Question

The correct order of ionic radius is:
A.$Ce\, > \,Sm\, > \,Tb\, > \,Lu$
B.$Lu\, > \,Tb\, > \,Sm\, > \,Ce$
C.$Tb\, > \,Lu\, > \,Sm\, > \,Ce$
D.$Sm\, > \,Tb\, > \,Lu\, > \,Ce$

Answer 1

Hint:The above elements are from the Lanthanides series which are having a total of $15$ elements starting from Lanthanum and ending with lutetium. If you know the periodic trends in periodic tables then you will see that radii decreases as we move from left to right and it increases on moving down the group.

Complete step-by-step answer:In periodic table, it was seen that when arrangements of elements are seen from left to right there is a decrease in atomic radii as well as ionic radii. This decrease can be understood on the basis of size of atom and also from the nuclear attraction that electrons feel from the nucleus. If we see the lanthanides, they have elements as lanthanum, cerium, praseodymium, neodymium, promethium, samarium, europium, gadolinium, terbium, dysprosium, holmium, erbium, thulium, ytterbium and al last we have lutetium. Among these elements we have to see the periodic ionic radii trends among cerium, samarium, terbium and lutetium.

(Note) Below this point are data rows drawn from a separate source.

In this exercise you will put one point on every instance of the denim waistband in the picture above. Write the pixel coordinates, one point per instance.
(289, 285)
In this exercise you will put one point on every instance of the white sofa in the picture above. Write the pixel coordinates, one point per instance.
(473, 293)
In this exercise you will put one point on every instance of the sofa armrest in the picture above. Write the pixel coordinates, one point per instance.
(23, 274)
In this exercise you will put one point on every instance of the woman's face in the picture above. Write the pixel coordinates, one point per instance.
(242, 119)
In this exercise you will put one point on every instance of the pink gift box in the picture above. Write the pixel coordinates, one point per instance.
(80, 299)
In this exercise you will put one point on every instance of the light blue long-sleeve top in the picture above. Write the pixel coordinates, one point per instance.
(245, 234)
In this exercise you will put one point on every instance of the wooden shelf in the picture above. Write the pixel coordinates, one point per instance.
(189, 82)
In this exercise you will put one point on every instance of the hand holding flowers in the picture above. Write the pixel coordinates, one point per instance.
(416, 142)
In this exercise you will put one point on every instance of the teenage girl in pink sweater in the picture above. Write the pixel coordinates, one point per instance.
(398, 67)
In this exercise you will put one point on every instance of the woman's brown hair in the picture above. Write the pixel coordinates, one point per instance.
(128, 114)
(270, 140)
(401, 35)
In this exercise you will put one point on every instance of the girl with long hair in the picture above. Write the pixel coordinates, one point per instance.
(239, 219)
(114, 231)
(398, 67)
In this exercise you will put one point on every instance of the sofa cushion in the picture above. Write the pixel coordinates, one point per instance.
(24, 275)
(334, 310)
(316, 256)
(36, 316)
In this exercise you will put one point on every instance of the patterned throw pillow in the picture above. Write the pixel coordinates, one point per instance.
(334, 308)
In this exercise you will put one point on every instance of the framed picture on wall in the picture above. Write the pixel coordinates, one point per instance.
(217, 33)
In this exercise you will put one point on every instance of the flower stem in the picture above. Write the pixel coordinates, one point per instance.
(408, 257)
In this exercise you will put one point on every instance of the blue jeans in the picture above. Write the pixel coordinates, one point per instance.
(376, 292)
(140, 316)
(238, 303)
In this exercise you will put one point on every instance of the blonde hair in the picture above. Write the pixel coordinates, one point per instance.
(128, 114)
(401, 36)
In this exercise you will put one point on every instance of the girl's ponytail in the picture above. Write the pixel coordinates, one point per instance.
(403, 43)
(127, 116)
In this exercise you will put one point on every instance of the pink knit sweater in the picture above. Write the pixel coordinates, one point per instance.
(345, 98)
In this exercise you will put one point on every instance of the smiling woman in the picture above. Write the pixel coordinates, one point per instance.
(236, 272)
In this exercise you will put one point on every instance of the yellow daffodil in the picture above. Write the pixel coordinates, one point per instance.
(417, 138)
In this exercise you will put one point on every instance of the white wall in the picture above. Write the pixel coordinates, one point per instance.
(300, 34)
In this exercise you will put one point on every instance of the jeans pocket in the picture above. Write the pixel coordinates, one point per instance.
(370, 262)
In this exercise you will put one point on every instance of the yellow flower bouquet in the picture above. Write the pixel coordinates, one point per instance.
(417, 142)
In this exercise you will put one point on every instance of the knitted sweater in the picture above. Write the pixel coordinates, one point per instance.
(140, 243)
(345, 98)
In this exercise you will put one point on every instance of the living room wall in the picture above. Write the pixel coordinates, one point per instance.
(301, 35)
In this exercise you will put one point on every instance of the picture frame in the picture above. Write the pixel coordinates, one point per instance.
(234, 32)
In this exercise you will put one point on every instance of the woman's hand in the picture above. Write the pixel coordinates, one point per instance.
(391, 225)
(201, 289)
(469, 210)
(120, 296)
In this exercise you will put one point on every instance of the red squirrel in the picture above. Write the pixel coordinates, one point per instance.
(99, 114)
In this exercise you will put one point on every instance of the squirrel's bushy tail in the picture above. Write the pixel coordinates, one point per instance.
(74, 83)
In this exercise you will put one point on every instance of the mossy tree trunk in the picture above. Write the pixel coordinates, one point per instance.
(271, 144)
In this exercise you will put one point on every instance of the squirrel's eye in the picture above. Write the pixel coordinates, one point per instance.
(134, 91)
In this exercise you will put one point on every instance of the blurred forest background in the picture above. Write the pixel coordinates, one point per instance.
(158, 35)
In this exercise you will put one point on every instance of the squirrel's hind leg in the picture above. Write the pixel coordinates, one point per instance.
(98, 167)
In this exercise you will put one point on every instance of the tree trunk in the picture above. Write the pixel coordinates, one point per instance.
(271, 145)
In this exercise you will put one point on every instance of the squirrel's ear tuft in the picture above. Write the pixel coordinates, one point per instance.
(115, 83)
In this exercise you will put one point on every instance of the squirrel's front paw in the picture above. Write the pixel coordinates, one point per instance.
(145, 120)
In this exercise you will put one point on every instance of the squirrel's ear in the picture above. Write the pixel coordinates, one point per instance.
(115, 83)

As we know that there is always a decrease in ionic radii, thus as we move from cerium to lutetium there will be a decrease in ionic radii. So by this biggest ion will be cerium then after that we have samarium, then terbium and at last we have lutetium. So the order will be written as
 $Ce\, > \,Sm\, > \,Tb\, > \,Lu$

Note:Whenever we have to compare the atomic size or size of the ions we firstly have to write all the elements of groups or periods according to them see which elements you have to compare for. Like above we circled the elements that we have to compare then by seeing their trend from left to right movement. There are some exceptions too.